Today I've seen several articles about how to talk to your children after this event, and Tuesdays event at the shopping mall here in Portland and I've realized some things tonight.
First I realized how hard it is to feel safe when you can't make sense of it. As an adult I can put my knowledge of satistics to work and add to my level of safety (although Tuesday's event was close to home and my middle daughter was on her way there when something told her it wasn't a good time to go), but a child doesn't get that.
Second thing I realized tonight was that I've heard many timesthat when a child can't make sense of it, they tend to blame themself, and this weeks events have me thinking about my childhood events of sexual abuse. At a candle light ceremoy tonight I re-lived my past confusion in trying to make sense of it; my tears went from just the children killed today to all the children, including little Kimmie, who have felt that confusion and fear of the world being an unsafe place.

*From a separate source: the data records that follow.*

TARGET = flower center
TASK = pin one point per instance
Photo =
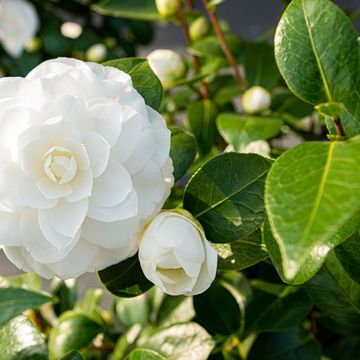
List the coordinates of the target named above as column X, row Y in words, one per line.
column 60, row 165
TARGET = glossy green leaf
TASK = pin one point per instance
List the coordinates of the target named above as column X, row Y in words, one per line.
column 268, row 301
column 125, row 279
column 289, row 345
column 183, row 341
column 218, row 319
column 349, row 255
column 317, row 36
column 310, row 205
column 73, row 332
column 226, row 196
column 21, row 340
column 201, row 117
column 336, row 294
column 182, row 151
column 241, row 130
column 134, row 9
column 260, row 65
column 144, row 79
column 241, row 254
column 72, row 355
column 14, row 301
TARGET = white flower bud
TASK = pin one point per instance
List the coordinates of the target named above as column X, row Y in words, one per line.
column 166, row 8
column 96, row 53
column 198, row 28
column 255, row 100
column 175, row 255
column 167, row 65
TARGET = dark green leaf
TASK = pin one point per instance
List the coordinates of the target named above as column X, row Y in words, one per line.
column 289, row 345
column 217, row 310
column 241, row 254
column 226, row 195
column 14, row 301
column 201, row 117
column 182, row 151
column 241, row 130
column 125, row 279
column 317, row 36
column 134, row 9
column 73, row 332
column 336, row 294
column 144, row 79
column 310, row 206
column 20, row 340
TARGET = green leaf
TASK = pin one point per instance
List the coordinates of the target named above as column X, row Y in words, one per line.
column 260, row 65
column 134, row 9
column 132, row 311
column 289, row 345
column 336, row 294
column 201, row 117
column 145, row 354
column 72, row 355
column 226, row 196
column 310, row 205
column 144, row 80
column 175, row 309
column 182, row 151
column 268, row 301
column 183, row 341
column 317, row 36
column 241, row 130
column 221, row 319
column 74, row 331
column 125, row 279
column 349, row 255
column 14, row 301
column 20, row 340
column 241, row 254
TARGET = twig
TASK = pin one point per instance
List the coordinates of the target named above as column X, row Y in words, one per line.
column 229, row 55
column 204, row 90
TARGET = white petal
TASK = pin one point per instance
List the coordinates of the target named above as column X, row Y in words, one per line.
column 98, row 150
column 112, row 187
column 66, row 218
column 81, row 186
column 125, row 210
column 30, row 195
column 110, row 235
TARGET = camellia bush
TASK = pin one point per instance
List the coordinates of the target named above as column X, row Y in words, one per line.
column 216, row 194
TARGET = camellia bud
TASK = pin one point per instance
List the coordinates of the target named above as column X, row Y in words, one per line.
column 166, row 8
column 255, row 100
column 96, row 53
column 198, row 28
column 167, row 65
column 175, row 255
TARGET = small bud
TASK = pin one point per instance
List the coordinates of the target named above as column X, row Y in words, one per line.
column 198, row 28
column 166, row 8
column 255, row 100
column 167, row 65
column 96, row 53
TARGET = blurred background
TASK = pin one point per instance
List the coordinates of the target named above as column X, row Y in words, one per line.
column 118, row 37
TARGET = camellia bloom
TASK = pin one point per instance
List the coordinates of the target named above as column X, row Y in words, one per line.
column 18, row 24
column 255, row 100
column 167, row 65
column 84, row 165
column 175, row 255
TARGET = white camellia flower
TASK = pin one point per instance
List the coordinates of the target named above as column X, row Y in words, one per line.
column 167, row 65
column 84, row 165
column 175, row 255
column 18, row 24
column 255, row 100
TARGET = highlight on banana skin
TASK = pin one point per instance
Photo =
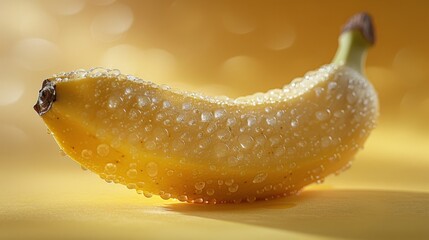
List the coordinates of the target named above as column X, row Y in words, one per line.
column 199, row 149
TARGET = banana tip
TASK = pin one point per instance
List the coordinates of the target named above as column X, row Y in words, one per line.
column 47, row 96
column 363, row 22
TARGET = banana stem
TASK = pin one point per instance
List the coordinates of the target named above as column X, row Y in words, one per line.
column 357, row 36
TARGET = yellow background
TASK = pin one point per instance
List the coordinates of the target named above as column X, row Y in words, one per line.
column 219, row 48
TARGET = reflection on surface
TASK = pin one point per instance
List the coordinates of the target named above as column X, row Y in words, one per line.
column 352, row 214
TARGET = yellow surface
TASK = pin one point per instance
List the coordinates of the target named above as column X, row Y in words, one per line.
column 385, row 195
column 217, row 47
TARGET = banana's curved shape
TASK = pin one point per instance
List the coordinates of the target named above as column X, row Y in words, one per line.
column 214, row 150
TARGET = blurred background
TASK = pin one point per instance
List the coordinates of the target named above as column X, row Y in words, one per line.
column 218, row 47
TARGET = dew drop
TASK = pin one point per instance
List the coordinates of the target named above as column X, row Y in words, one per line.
column 86, row 154
column 219, row 113
column 251, row 199
column 206, row 116
column 223, row 134
column 251, row 121
column 165, row 195
column 271, row 121
column 232, row 161
column 221, row 150
column 326, row 141
column 229, row 182
column 143, row 101
column 322, row 115
column 245, row 141
column 103, row 150
column 260, row 177
column 177, row 145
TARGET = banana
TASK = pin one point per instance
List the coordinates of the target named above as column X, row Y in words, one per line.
column 201, row 149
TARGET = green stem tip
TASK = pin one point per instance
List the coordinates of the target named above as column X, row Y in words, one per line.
column 355, row 39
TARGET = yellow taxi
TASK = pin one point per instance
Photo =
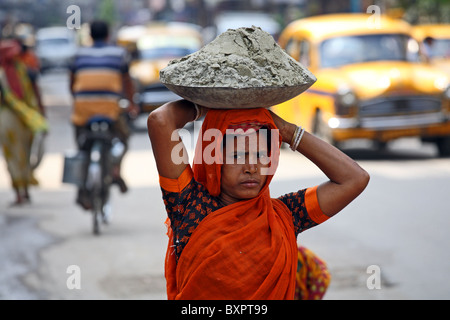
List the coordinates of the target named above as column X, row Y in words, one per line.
column 152, row 47
column 370, row 84
column 435, row 44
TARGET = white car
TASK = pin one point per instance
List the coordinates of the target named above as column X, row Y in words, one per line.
column 55, row 47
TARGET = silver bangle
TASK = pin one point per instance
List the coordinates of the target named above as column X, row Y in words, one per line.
column 298, row 138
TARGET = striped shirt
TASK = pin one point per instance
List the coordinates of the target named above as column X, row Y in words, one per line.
column 97, row 86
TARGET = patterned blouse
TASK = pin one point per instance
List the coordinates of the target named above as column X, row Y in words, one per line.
column 188, row 202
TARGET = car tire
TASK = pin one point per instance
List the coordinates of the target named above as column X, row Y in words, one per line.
column 443, row 145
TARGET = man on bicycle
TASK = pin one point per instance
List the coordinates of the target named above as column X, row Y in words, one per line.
column 99, row 79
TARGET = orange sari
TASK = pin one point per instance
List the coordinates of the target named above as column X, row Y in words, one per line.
column 246, row 250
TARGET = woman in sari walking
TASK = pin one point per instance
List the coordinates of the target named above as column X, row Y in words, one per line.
column 20, row 119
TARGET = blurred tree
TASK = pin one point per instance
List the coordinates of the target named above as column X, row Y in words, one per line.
column 426, row 11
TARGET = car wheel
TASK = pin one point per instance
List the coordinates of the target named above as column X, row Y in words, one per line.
column 443, row 145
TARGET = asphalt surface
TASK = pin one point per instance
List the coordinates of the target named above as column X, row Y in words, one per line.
column 399, row 225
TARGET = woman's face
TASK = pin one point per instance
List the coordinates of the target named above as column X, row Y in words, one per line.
column 244, row 156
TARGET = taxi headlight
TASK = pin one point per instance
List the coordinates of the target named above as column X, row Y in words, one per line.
column 447, row 93
column 346, row 97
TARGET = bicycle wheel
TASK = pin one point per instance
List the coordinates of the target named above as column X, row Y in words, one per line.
column 97, row 214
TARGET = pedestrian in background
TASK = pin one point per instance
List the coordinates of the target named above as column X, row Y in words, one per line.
column 21, row 118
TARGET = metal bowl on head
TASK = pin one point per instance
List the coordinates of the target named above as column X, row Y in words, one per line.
column 238, row 98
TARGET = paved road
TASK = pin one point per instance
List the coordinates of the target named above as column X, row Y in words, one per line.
column 399, row 224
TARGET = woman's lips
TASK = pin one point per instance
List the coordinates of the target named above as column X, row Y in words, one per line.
column 250, row 183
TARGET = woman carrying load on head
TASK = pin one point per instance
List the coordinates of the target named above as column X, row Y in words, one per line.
column 228, row 239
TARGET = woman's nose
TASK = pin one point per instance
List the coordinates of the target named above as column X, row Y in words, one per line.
column 251, row 167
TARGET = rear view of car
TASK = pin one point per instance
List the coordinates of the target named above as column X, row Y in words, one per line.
column 55, row 47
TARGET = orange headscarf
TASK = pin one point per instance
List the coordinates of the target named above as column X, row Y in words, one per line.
column 246, row 250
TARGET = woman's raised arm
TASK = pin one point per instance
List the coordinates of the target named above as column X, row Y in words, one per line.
column 162, row 126
column 347, row 178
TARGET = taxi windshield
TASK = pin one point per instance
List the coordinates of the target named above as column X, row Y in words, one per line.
column 339, row 51
column 440, row 48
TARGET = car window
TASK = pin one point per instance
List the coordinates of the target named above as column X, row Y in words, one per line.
column 338, row 51
column 166, row 46
column 440, row 48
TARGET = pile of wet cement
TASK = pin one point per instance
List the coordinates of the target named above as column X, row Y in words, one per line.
column 238, row 58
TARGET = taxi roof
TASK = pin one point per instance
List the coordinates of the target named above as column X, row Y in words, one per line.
column 437, row 31
column 321, row 27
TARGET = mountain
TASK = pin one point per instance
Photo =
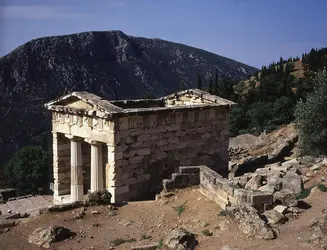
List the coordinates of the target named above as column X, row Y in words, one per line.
column 110, row 64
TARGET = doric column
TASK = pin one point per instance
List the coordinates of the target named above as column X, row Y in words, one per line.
column 76, row 187
column 96, row 166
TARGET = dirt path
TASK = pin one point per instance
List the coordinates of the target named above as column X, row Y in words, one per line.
column 153, row 219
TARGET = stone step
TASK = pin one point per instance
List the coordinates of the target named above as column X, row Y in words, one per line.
column 14, row 206
column 4, row 208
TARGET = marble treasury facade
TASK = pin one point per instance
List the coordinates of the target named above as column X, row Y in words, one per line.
column 130, row 146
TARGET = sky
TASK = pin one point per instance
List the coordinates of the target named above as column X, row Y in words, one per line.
column 254, row 32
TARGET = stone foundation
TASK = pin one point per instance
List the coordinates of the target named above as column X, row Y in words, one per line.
column 217, row 188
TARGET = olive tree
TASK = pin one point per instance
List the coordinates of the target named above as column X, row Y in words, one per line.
column 311, row 118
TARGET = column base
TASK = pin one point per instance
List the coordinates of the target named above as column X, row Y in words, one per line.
column 76, row 193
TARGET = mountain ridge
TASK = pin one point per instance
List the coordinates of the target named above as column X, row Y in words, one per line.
column 110, row 64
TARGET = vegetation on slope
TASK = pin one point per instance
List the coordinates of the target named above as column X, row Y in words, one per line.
column 268, row 99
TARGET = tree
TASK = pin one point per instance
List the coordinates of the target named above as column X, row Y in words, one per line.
column 182, row 85
column 215, row 87
column 28, row 169
column 311, row 118
column 210, row 85
column 199, row 81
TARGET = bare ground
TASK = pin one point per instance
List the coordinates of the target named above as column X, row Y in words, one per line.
column 153, row 219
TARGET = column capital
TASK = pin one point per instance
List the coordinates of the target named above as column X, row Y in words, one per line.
column 93, row 142
column 73, row 137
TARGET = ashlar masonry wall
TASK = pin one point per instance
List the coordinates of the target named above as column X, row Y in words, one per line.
column 149, row 148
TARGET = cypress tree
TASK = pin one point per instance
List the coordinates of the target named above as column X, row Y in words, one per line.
column 210, row 85
column 182, row 85
column 199, row 81
column 215, row 87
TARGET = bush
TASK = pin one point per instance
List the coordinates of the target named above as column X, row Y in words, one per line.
column 311, row 118
column 28, row 169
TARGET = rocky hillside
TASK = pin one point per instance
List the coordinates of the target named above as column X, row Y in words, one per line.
column 110, row 64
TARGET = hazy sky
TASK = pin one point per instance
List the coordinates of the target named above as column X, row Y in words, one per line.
column 254, row 32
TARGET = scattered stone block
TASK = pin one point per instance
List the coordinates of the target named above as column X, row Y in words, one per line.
column 273, row 217
column 281, row 209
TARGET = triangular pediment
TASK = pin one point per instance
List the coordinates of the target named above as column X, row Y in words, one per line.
column 83, row 101
column 198, row 97
column 75, row 102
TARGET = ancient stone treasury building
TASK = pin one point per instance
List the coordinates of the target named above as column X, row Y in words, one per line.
column 130, row 146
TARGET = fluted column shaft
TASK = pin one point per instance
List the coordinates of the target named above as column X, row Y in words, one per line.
column 96, row 167
column 76, row 187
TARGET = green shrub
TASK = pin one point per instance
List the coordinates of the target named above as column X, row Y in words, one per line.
column 28, row 169
column 119, row 241
column 160, row 244
column 322, row 187
column 222, row 213
column 180, row 209
column 206, row 232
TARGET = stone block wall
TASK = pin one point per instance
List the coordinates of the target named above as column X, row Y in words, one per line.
column 217, row 188
column 149, row 148
column 225, row 193
column 187, row 177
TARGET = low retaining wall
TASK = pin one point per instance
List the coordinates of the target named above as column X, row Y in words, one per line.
column 217, row 188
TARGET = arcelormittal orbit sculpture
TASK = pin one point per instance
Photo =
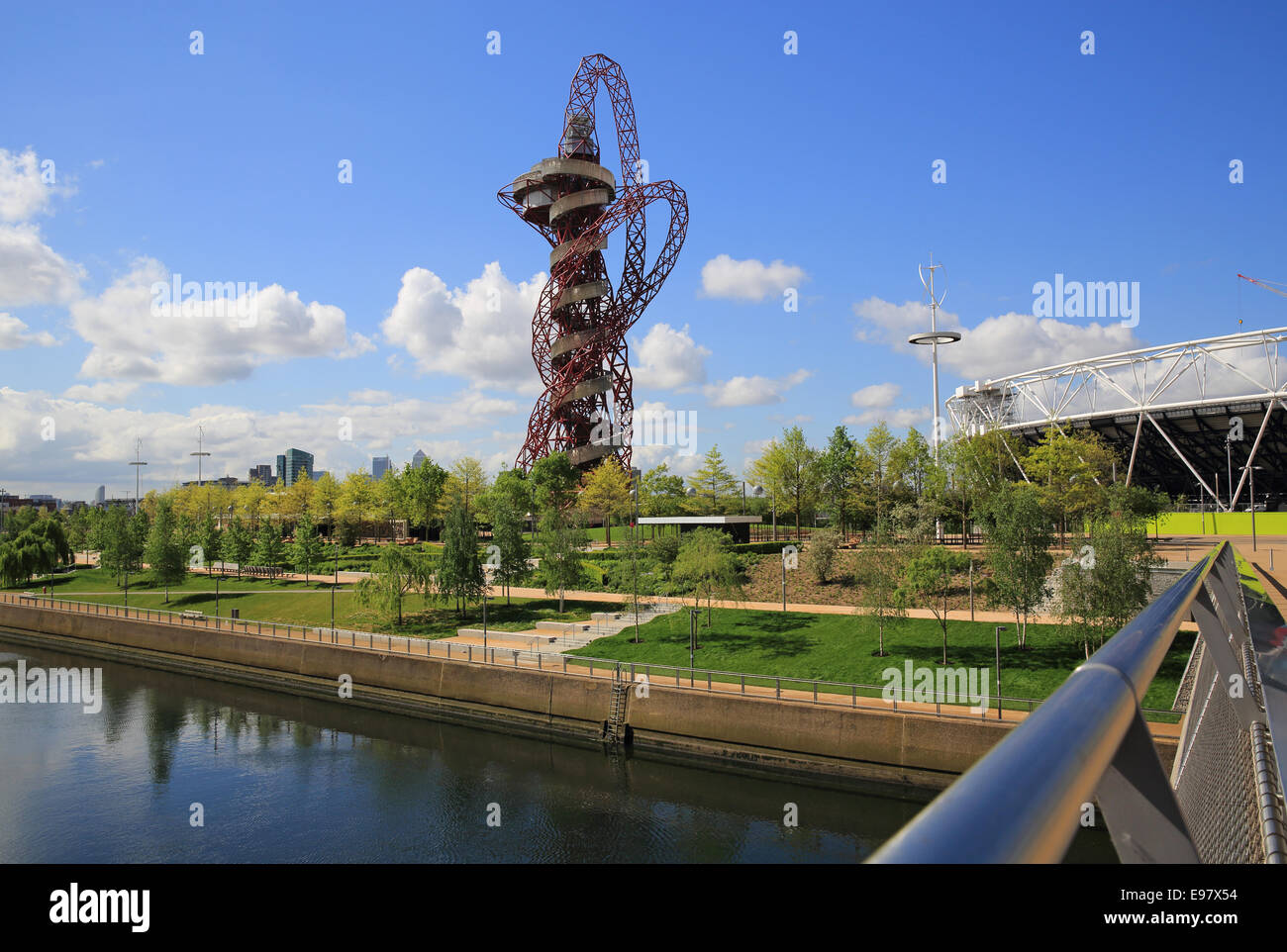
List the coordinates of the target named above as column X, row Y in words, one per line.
column 578, row 331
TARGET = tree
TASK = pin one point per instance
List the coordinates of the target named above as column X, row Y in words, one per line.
column 511, row 489
column 268, row 551
column 1108, row 580
column 878, row 570
column 707, row 564
column 930, row 577
column 115, row 541
column 237, row 543
column 838, row 475
column 789, row 468
column 295, row 500
column 394, row 573
column 249, row 502
column 661, row 493
column 78, row 527
column 560, row 543
column 35, row 549
column 466, row 481
column 880, row 444
column 166, row 554
column 820, row 552
column 459, row 573
column 1018, row 551
column 560, row 540
column 713, row 480
column 1071, row 474
column 356, row 501
column 307, row 548
column 326, row 498
column 511, row 549
column 423, row 492
column 910, row 462
column 207, row 536
column 606, row 494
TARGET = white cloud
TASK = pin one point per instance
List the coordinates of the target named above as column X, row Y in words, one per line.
column 895, row 419
column 210, row 341
column 91, row 441
column 749, row 279
column 371, row 397
column 667, row 359
column 14, row 333
column 34, row 273
column 996, row 346
column 753, row 391
column 876, row 395
column 24, row 193
column 103, row 391
column 481, row 333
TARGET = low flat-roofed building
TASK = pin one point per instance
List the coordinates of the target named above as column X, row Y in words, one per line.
column 737, row 526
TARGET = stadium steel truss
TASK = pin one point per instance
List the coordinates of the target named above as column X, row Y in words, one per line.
column 1192, row 415
column 578, row 331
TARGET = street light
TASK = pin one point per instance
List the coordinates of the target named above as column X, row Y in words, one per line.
column 784, row 578
column 693, row 643
column 1251, row 474
column 635, row 545
column 999, row 629
column 137, row 463
column 1228, row 459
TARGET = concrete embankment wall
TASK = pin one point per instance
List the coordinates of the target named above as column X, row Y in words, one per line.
column 883, row 749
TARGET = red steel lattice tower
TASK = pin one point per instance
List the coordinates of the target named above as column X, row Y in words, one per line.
column 578, row 331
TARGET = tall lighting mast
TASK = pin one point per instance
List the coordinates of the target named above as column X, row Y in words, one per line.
column 137, row 463
column 934, row 338
column 198, row 454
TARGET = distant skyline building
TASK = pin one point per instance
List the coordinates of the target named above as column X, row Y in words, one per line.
column 296, row 463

As badly as I as an adult want to know why and how this week's events occured so I can make the world safe for all the children in my life, I can begin to tap into the even greater need for a child who feels much less in control of their enviorment, must be feeling. I have a new greater understanding of what little Kimmie must have been feeling during those times of abuse.
Having this awareness tonight I think I'm feeling more compassion towards myself and I better understand why I felt the need to do self-distructive behaviors (such as my ED) to try to gain some control over those feelings.
Tonight I decided to take many of things Joanna and others have suggested for children and apply them to myself. Before going to the candle light ceremony I went to visit the town's holiday tree and watched the children going to see Santa. I also listened to wonderful music some teenagers were playing on the corner (looked they belonged to a school band) to make money. I gave money to them in hopes that they would feel a better connection to their community (adults caring for them). I have to wonder if this week's young shooters' lives would have been different if they felt a better connection.
I'm not sure if my words make sense, but I felt I had to try to express myself. It's been a very hard week! If you young children in your care, please sow them extra love and protect them!!